A lazy sigh, a sound of marrow-bone weariness, hoarded, stored for precisely this moment. “If I’d been into the Middle Ages, man, you
know
I would’ve gone looking for the grail or whatever it was got them hung up. And so would you, so don’t come on cocky. Everybody’s got his little search and yours happens to be internal, but I’m just not cut out for meditation, right? Don’t have the time, for one thing; this is a nervous little decade we’re playing with.”
“Exactly.”
“Exactly nothing. And come to think of it, you were among the first people to mention the cat, apart from Aquavitus.”
“My error, and I apologize. I’d heard he was a mushroom-warlock from Mexico, not part of some narcotics syndicate. You were looking for visionary enlightenment, if I recall, not just a chance to get high.”

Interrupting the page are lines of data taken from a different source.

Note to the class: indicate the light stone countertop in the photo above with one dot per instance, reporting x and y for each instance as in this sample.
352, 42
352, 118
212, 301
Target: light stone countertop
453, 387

“Well, you take what comes along. Maybe next time I’ll cross the border and avoid hangups. Let me tell you, man, you can’t move in this country without catching your heel in a hangup. Mousetails in your root beer, grubs in your Hershey bar, always some kind of worm in the image, munching away.” Shifting his glance to a drop of water that had worked its way through the sealed glass and begun breaking apart from the vibration of the frame. “Even the desert. Maybe I’m naïve or something, but I
did
expect a little dune here and there,
some
thing besides the Arapaho Motor Inn, ninety-two units, all Polar Bear Cool. And the lights! Pink, chartreuse, Congo ruby, magenta, baby blue, you’ve got to pack a mule to get away from the glare, man, believe me. Even the sand is full of hump-trash. The only thing you get to know about is hot wind and dry, see, you really get involved with dry.” The broken drops on the windshield lurched together, formed a single stream, and ran back up into a shivering ball. “Old Pluto’s got his dirty claws in the landscape, all right. Try to groove behind the daytime cosmos and you get a faceful of whipped cream and Betty Crocker pastry. They
could
hit you with a lightning bolt but that wouldn’t be comic enough. I mean, somebody’d have to send the little pile of ash and hair back to your mother and who’d get the joke?” He crossed his fingers to guard against any possible hex.
“I was ready to throw in the towel when I tried taos, let me tell you. It just didn’t seem the likely place to find him, little town full of getups, serapes, silver talismans, jade rings, all like that. But sure enough, this Indian comes out of the shadows, wrapped up in a flannel blanket, everything hidden, even his face, nothing showing but the eyes. And stitched across the back of the blanket, Calvin, one word. One word, right?”